I am going to have to do that this year!!


----------



## skeletonowl (Aug 8, 2006)

nice! you inspired me to make my own Tarot designs!


----------



## pyro (Oct 7, 2006)

wow nice work , i like the skulls-funny 4 cards stick out--8 of swords,queen of cups,page of wands, ten of wands.


----------



## Lilly (Jun 13, 2006)

thanks all ...
Yeah I guess they would make good invites..good idea Ghostess
I can use these next yr maybe for that ..


----------



## beelce (Jul 21, 2007)

Lilly, I really like these...nice job...how will you use them?


----------



## Lilly (Jun 13, 2006)

Beelce
these are going in my gypsy room
I will have it set up like it's ready to do a reading ,seance etc


----------



## turtle2778 (Jul 9, 2006)

Those are excellent. GREAT job


----------



## BadTable Manor (Apr 16, 2008)

Looking forward to see pics of the gypsy room. Love the cards.


----------



## Lilly (Jun 13, 2006)

me too BTM..LOL thanks


----------



## HalloweenZombie (Jul 22, 2007)

Nice work on the cards. A whole set must have been a lot of work. They look great. I made tarot cards like this a few years back, but I didn't make the whole set. I just printed a few of the cards that would be face up, printed a couple of backs and just left the filler cards in the pile blank since no one would see them anyway. And I used the printer at work, so my only cost was the poster board and some spray glue. It worked great the first year, but the second year someone decided to mess the cards up, so I had people coming through the room and seeing the blank cards. Doh! This year I'm glueing the pile together.

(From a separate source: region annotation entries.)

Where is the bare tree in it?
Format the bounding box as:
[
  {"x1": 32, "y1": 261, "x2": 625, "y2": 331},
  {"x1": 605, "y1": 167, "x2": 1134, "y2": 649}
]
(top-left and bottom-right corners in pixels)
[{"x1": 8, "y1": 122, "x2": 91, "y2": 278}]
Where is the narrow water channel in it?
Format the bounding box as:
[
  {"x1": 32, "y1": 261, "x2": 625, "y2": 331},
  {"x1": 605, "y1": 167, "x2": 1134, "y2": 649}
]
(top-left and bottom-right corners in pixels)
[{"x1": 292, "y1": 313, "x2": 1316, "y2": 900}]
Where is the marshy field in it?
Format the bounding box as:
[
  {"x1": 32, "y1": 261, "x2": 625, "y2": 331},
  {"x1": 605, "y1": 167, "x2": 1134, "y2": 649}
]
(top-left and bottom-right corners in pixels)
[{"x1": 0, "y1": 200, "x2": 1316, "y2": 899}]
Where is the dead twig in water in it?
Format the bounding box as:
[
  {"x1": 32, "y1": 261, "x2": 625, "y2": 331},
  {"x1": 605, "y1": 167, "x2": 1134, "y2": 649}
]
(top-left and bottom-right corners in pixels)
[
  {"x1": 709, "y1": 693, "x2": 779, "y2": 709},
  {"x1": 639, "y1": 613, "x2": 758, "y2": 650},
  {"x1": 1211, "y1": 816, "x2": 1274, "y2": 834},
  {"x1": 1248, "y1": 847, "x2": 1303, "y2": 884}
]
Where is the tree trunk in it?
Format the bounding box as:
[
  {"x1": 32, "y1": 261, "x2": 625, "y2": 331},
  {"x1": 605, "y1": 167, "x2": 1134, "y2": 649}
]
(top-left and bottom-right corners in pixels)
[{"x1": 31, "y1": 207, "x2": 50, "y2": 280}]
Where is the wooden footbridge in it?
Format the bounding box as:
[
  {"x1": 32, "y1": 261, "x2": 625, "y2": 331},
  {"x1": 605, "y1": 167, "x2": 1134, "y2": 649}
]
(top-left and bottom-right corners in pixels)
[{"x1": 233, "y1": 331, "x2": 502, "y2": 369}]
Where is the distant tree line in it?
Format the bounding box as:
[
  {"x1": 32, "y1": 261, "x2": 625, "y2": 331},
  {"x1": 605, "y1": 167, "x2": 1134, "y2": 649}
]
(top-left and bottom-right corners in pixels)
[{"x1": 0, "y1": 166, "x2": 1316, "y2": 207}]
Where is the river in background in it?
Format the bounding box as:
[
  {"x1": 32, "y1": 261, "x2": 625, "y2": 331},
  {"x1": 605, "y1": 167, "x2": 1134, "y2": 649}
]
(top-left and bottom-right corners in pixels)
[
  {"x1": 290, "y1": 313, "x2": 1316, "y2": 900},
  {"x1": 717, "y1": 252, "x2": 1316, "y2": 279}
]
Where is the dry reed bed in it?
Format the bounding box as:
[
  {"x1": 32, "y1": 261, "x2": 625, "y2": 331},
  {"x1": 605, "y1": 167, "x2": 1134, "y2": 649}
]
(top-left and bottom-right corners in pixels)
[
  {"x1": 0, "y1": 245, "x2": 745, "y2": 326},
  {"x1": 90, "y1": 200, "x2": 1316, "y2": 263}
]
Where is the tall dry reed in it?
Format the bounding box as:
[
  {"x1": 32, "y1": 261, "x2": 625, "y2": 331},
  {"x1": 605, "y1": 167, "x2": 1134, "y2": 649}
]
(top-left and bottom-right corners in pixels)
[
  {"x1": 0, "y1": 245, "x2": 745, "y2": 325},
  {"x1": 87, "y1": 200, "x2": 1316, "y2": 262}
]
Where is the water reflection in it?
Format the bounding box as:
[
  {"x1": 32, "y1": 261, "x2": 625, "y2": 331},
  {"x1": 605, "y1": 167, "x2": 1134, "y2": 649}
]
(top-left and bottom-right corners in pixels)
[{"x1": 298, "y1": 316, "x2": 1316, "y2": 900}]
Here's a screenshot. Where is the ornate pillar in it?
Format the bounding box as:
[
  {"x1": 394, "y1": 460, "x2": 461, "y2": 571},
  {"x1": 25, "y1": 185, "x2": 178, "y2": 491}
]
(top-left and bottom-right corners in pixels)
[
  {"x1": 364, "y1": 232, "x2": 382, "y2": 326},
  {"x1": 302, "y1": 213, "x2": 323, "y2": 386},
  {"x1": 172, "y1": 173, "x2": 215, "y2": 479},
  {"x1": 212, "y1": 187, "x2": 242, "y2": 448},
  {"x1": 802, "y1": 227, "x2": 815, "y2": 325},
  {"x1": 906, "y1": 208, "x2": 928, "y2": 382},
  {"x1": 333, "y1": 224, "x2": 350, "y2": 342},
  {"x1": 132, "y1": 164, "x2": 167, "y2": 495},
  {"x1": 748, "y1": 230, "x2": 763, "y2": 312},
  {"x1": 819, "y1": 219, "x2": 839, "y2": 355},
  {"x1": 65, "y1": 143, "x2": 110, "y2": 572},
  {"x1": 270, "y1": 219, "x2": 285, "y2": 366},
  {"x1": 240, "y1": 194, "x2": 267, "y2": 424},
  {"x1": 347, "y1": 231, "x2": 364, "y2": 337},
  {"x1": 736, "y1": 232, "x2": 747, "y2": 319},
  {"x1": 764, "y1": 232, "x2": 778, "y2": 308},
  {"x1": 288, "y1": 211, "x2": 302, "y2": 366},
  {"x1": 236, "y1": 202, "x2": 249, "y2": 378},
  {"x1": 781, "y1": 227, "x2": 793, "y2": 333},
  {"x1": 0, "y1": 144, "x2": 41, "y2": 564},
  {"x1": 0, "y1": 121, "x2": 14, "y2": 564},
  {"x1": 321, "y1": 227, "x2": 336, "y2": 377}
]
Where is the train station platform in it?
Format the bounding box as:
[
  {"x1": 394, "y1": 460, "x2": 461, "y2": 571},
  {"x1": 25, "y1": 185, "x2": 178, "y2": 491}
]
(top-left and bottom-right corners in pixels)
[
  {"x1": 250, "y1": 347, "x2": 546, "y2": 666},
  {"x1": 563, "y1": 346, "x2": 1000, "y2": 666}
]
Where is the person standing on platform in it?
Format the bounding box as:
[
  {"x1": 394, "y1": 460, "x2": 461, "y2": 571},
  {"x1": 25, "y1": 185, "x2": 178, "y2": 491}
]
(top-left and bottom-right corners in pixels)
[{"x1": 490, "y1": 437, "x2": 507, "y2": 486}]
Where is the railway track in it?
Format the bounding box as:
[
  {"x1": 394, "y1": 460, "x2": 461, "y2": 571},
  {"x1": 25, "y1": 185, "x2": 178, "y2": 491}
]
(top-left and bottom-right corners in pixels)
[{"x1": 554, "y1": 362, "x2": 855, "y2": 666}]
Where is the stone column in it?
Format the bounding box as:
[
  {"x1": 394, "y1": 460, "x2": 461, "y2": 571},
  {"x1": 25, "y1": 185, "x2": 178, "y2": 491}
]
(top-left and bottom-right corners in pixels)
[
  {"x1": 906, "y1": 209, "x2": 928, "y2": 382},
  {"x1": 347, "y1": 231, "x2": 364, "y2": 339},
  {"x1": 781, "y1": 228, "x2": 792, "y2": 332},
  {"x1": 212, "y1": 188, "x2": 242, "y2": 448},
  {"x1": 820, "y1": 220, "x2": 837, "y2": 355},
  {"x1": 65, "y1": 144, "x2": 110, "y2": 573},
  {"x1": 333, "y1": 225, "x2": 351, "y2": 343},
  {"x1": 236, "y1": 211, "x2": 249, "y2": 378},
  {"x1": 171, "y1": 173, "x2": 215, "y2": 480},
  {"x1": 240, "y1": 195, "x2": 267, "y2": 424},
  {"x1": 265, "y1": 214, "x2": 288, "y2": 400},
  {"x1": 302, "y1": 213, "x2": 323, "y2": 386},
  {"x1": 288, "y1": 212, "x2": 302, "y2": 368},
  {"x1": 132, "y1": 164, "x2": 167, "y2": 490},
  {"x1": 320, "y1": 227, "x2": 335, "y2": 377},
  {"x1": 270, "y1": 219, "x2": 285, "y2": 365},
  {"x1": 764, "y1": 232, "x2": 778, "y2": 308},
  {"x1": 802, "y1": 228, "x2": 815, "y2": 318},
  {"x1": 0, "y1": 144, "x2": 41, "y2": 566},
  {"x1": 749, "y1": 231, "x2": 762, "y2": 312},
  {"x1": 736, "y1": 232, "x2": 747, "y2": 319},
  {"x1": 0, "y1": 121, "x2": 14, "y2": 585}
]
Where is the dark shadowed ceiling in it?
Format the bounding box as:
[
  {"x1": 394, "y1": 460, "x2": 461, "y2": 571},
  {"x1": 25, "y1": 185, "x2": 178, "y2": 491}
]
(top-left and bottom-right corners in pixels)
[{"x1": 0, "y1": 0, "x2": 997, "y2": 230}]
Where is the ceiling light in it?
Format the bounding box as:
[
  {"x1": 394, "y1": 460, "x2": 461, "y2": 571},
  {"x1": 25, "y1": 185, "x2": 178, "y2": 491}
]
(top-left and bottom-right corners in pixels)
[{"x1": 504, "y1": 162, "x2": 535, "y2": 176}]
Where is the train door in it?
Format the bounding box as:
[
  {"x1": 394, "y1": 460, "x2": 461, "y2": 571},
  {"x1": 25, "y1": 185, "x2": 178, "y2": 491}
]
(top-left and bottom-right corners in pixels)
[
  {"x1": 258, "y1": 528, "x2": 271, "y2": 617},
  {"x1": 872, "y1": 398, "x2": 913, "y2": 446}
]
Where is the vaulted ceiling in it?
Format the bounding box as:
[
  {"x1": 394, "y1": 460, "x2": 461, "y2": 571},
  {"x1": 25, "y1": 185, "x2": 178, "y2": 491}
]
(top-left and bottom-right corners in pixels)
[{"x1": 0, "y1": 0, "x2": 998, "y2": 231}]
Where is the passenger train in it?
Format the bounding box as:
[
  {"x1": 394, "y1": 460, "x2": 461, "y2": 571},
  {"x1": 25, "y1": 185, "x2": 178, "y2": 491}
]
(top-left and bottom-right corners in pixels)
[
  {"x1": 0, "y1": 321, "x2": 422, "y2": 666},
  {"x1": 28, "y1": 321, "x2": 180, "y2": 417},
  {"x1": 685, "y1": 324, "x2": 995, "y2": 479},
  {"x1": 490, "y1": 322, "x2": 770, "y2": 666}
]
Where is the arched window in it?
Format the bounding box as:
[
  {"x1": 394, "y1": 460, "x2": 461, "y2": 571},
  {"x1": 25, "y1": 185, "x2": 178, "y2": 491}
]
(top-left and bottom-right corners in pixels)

http://home.comcast.net/~v.bariteau/images/gypsy.jpg
http://home.comcast.net/~v.bariteau/images/gypsy001.jpg


----------



## DeadSpider (Feb 3, 2006)

Those are very beautiful Lilly!! Wow. I love them.


----------



## Hawks Hill Haunter (Apr 1, 2007)

The cover - crystal ball pic - are SWEET!


----------



## Lilly (Jun 13, 2006)

halloween zombie ...thanks 
This gypsy http://home.comcast.net/~v.bariteau/images/gypsy001.jpg is awesome
what did you do to the "skin"
Are the walls painted that color or what did you use for covering?
To bad you have to glue them all.

Thanks DS and HHH

HHH I wish I could remember where I bought that crystal ball


----------



## Sickie Ickie (Jun 20, 2006)

agreed. the background looks like red fog!


----------



## Merlin (The Quiet One) (Feb 23, 2006)

Very nice cards Lilly.


----------